The script pretty much writes itself in that Johnson’s life was filled with daring exploits and hurdles to be overcome from the academic; Johnson achieved a BA in Economics and worked as a legal secretary before earning her flying and engineer licenses, to the physical endurance of undertaking a solo flight to Australia in a Gipsy Moth (an aircraft most of us nowadays would think of as a fancy little toy). The brief stint at the beginning with 38 year old Neagle playing a schoolgirl-aged Johnson aside it’s a very well told story especially considering it’s 40’s limitations and UK financed budget restrictions. Perhaps less emphasis on the melodrama (admittedly inherent) in Johnson’s whirlwind marriage to her professional rival would have been welcome but that’s just how they made flicks back then.
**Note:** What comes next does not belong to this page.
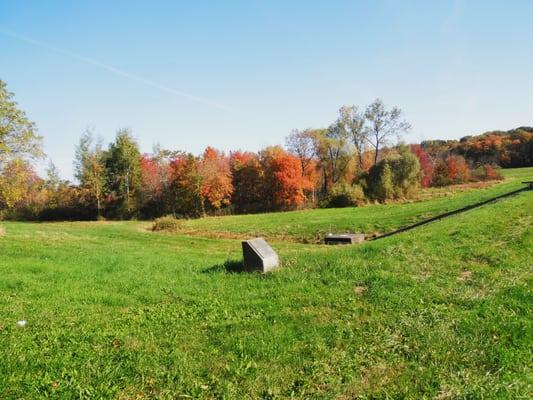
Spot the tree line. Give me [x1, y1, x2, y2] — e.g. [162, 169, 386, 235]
[0, 81, 533, 219]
Plus the flag-waving, patriotic, propaganda could have been toned down somewhat but again this was war-time folks. The film’s feminist angle will likely be it’s most intriguing aspect for today’s audience and it is a surprisingly right-on fem-flick for something made back then.
So despite an overabundance of swirling montages of telegrams and newspaper headlines and a somewhat grim (almost Starship-Troopers-like-Fight-Goes-On) finale this is a smooth Brit biopic that can proudly stand toe-to-toe with it’s Hollywood counterparts bringing a sense of British understatement and satire to the hue and cry of Johnson’s dare-devil flying shenanigans – her favorite supper was poached eggs on haddock don’t ya know!
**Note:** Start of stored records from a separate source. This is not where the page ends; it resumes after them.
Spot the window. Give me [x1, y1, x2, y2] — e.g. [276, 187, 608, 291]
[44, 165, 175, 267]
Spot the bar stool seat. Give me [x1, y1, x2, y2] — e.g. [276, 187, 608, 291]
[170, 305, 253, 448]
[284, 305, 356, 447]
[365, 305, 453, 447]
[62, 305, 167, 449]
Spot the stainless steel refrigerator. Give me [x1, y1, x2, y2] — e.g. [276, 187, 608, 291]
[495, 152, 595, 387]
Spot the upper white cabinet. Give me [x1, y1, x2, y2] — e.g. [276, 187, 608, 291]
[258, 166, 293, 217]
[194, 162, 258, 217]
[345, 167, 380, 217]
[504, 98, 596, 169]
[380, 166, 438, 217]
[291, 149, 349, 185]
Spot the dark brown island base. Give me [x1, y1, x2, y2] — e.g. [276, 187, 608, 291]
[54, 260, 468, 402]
In it’s original aspect ratio of 1.33:1 fullframe the picture is somewhat dark but very nice overall despite some very minor, fairly unnoticeable instances of print damage and dirt. Good detail and fair contrast levels. The mono audio track is clean and clear for the most part with only a couple of noticeable moments of hiss/noise here and there.
Extras include a bevy of original theatrical trailers for more titles in Odeon Entertainment’s Best Of British Collection namely; Brass Monkey, Candlelight In Algeria, Forbidden, Four In The Morning, Hell Is Sold Out and Light Up In The Sky.